12. GOVERNING LAW AND JURISDICTION
12.1 This Privacy Policy and our relationship and/or any dispute arising from or in connection with the Privacy Policy will be governed and interpreted in accordance with the laws of the Republic of South Africa.
12.2 The user’s continued use of the website and/or the company’s social media platforms will constitute the user’s consent and submission to the jurisdiction of the South African Courts regarding all proceedings, transactions, applications or the like instituted by either party against the other, arising from any of the Privacy Policy.
12.3 In the event of any dispute arising between the users and the company, the user hereby consents to the non-exclusive jurisdiction of the High Court of the Republic of South Africa in the Province of the Head Office of the company.
13. GENERAL
13.1 Any failure on the part of users or the company to enforce any right in terms hereof will not constitute a waiver of that right.

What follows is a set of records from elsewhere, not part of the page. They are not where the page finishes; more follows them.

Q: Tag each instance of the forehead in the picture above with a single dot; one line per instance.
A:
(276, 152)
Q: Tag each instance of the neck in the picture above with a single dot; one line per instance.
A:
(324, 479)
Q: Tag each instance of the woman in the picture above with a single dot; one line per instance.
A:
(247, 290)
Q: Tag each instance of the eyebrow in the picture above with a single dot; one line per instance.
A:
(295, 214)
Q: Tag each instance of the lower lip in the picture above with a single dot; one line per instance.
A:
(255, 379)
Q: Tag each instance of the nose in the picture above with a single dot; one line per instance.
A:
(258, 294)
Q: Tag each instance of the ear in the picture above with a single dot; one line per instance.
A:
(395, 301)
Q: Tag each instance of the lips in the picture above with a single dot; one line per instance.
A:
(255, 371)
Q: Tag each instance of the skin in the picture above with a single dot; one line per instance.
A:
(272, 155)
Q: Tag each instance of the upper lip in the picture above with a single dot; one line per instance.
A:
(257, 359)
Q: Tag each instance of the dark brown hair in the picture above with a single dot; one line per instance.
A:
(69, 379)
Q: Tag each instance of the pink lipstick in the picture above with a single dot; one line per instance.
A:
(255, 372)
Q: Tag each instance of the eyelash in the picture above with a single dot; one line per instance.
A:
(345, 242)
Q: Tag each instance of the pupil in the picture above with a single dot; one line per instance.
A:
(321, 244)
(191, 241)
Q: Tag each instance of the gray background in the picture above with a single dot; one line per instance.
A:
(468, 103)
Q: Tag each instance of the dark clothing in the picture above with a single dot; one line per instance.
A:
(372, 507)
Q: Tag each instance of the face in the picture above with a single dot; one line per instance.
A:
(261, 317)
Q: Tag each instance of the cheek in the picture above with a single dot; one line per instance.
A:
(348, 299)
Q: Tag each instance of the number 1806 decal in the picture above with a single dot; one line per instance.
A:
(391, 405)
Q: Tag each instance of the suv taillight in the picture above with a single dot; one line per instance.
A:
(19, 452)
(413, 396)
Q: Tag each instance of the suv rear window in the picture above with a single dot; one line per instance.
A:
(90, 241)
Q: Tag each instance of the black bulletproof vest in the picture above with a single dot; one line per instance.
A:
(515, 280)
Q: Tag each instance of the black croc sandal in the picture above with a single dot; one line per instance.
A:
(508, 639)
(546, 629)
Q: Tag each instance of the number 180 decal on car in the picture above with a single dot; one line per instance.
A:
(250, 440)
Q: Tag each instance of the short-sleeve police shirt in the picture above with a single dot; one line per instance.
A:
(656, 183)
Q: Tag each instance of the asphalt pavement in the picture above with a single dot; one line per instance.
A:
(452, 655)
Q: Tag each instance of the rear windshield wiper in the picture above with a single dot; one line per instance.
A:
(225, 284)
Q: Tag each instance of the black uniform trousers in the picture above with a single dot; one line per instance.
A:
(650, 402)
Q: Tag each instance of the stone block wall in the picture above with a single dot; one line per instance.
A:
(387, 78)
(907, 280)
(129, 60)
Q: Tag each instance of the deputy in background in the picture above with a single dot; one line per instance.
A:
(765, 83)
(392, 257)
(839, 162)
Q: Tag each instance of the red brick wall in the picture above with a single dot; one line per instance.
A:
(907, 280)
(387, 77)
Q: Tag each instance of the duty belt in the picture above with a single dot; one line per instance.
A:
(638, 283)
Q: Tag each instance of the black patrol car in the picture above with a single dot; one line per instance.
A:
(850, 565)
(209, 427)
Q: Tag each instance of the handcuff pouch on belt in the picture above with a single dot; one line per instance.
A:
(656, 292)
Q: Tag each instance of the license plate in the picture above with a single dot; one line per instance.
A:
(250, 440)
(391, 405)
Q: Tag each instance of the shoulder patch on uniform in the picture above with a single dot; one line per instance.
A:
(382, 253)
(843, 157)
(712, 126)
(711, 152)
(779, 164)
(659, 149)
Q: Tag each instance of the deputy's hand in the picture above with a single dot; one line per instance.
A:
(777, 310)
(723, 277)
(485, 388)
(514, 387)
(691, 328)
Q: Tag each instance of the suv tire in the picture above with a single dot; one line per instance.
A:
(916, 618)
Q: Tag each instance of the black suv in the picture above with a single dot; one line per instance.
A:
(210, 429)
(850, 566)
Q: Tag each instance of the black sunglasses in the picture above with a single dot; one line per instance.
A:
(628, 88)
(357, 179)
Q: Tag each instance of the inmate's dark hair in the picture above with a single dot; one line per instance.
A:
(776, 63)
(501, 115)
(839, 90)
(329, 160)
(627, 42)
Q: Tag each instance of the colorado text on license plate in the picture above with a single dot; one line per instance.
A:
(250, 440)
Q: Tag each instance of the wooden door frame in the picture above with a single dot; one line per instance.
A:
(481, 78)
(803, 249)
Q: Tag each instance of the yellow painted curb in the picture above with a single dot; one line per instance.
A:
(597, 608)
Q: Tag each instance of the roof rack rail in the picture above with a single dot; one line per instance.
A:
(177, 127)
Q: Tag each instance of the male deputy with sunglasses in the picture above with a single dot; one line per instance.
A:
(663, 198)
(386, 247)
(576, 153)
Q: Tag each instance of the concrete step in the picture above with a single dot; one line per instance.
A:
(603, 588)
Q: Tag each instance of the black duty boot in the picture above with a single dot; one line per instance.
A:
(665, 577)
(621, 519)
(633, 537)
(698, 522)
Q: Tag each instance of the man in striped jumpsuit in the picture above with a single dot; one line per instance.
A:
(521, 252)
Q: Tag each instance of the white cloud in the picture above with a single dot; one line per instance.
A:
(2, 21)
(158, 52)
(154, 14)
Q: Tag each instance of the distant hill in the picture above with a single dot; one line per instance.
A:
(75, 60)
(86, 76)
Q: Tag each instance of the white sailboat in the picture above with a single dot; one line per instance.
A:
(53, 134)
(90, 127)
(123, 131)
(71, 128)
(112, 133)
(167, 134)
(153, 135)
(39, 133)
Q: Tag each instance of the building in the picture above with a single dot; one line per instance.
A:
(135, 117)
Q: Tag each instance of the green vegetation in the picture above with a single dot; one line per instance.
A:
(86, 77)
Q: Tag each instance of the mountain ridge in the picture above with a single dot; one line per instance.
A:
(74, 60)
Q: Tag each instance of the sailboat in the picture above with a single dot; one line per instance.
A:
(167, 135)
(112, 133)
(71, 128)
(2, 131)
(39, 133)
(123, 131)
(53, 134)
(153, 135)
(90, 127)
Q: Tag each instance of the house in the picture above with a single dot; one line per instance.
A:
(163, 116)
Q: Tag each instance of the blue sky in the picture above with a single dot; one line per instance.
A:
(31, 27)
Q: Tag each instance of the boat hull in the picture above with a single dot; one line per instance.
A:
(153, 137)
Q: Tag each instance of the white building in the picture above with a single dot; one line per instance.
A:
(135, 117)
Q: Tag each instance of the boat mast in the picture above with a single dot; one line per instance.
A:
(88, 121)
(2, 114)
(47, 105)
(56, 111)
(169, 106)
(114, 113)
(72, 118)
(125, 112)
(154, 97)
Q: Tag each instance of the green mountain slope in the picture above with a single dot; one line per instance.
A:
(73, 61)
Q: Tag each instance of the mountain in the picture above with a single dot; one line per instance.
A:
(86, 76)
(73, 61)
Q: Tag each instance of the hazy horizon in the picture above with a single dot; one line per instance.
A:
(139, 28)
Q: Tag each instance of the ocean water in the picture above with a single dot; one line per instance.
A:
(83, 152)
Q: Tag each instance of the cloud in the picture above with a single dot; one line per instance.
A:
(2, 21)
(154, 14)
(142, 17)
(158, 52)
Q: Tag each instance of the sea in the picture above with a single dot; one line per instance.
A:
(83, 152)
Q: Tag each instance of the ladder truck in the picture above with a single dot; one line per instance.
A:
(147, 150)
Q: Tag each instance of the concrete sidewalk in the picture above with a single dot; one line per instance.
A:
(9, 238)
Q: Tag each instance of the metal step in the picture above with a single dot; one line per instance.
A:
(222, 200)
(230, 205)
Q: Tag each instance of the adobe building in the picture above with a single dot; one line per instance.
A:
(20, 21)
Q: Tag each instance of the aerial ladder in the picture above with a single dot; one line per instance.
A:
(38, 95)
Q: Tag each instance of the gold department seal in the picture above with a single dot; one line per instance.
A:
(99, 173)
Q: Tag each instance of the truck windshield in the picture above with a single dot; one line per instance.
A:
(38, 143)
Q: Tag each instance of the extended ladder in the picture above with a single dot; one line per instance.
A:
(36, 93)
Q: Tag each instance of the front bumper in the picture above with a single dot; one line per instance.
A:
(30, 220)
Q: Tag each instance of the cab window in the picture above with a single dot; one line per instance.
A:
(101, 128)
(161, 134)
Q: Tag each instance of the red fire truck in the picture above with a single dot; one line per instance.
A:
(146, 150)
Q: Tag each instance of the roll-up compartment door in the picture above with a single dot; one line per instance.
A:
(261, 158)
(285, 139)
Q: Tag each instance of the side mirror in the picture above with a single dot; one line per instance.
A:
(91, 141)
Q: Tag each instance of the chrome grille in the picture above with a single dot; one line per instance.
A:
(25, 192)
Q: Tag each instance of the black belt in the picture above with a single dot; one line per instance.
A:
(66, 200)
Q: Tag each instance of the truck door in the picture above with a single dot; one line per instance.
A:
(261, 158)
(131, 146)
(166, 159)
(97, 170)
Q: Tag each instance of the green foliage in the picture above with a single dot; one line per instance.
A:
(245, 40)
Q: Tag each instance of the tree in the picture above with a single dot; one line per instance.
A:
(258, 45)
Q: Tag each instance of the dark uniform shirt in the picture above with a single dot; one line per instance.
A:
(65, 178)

13.2 If any term or condition contained herein is declared invalid, the remaining terms and conditions will remain in full force and effect.
13.3 No indulgence, extension of time, relaxation or latitude which any party (the “grantor”) may show grant or allow to the other (the “grantee”) will constitute a waiver by the grantor of any of the grantor’s rights and the grantor will not thereby be prejudiced or stopped from exercising any of its rights against the grantee which may have arisen in the past, or which might arise in the future.
13.4 No other warranty or undertaking is valid, unless contained in this document between the parties.